Intellectual Property Rights as Foreign Direct Investments

From Collision to Collaboration

Elgar International Investment Law series

Lukas Vanhonnaeker

This discerning book examines the interface between intellectual property and foreign direct investments to consider one key question: how does the international investment law framework and the international legal regime regulating intellectual property converge?
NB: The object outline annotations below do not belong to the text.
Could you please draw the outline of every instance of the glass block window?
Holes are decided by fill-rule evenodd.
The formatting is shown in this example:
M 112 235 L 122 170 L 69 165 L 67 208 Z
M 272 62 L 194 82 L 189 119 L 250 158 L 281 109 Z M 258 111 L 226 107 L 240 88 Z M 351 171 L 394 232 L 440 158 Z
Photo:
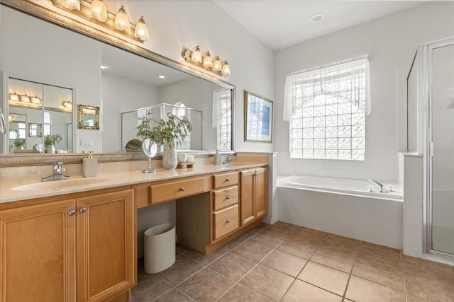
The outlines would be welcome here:
M 217 129 L 217 149 L 232 149 L 232 96 L 230 89 L 213 93 L 213 127 Z
M 292 158 L 364 161 L 367 65 L 361 59 L 287 76 Z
The book scrutinizes circumstances in which and to what extent international investment law’s traditional protective standards apply to intellectual property rights investments and contributes to debate surrounding the fragmentation of international law, arising from its expansion and diversification.

Chapter 5: The National Treatment principle and intellectual property investments

Lukas Vanhonnaeker

Subjects: law - academic, intellectual property law, international economic law, trade law, international investment law


The National Treatment (NT) principle, which belongs to the ‘standard repertoire of bilateral investment treaties’, imposes the obligation on Host States to ‘protect [foreign investors] against discrimination, whether de jure or de facto, on the basis of nationality’. Its purpose is to ‘require[] that a host country treat an investor or an investment . . . no less favourably than they treat their own national investors or investments made by their own nationals’. As a consequence of its highly protective characteristic as far as the legal status of investors is at stake, the NT standard of protection has been described as: perhaps the single most important standard of treatment enshrined in international investment agreements (IIAs). At the same time, it is perhaps the most difficult standard to achieve, as it touches upon economically (and politically) sensitive issues. NT provisions typically provide that: Each Party shall accord to investors of the other Party treatment no less favourable than that it accords, in like circumstances, to its own investors. Such provisions, and the ‘relative homogeneity of the clauses in BIT practice’, all highlight the relative, contingent or fact-specific aspect of the standard, which is also the main weakness associated with it, as emphasized by Professor Bjorklund: ‘[t]heoretically, at least, national treatment obligations could provide no protection to foreigners should nationals be treated badly. This potential drawback illustrates the weakness of national treatment provisions.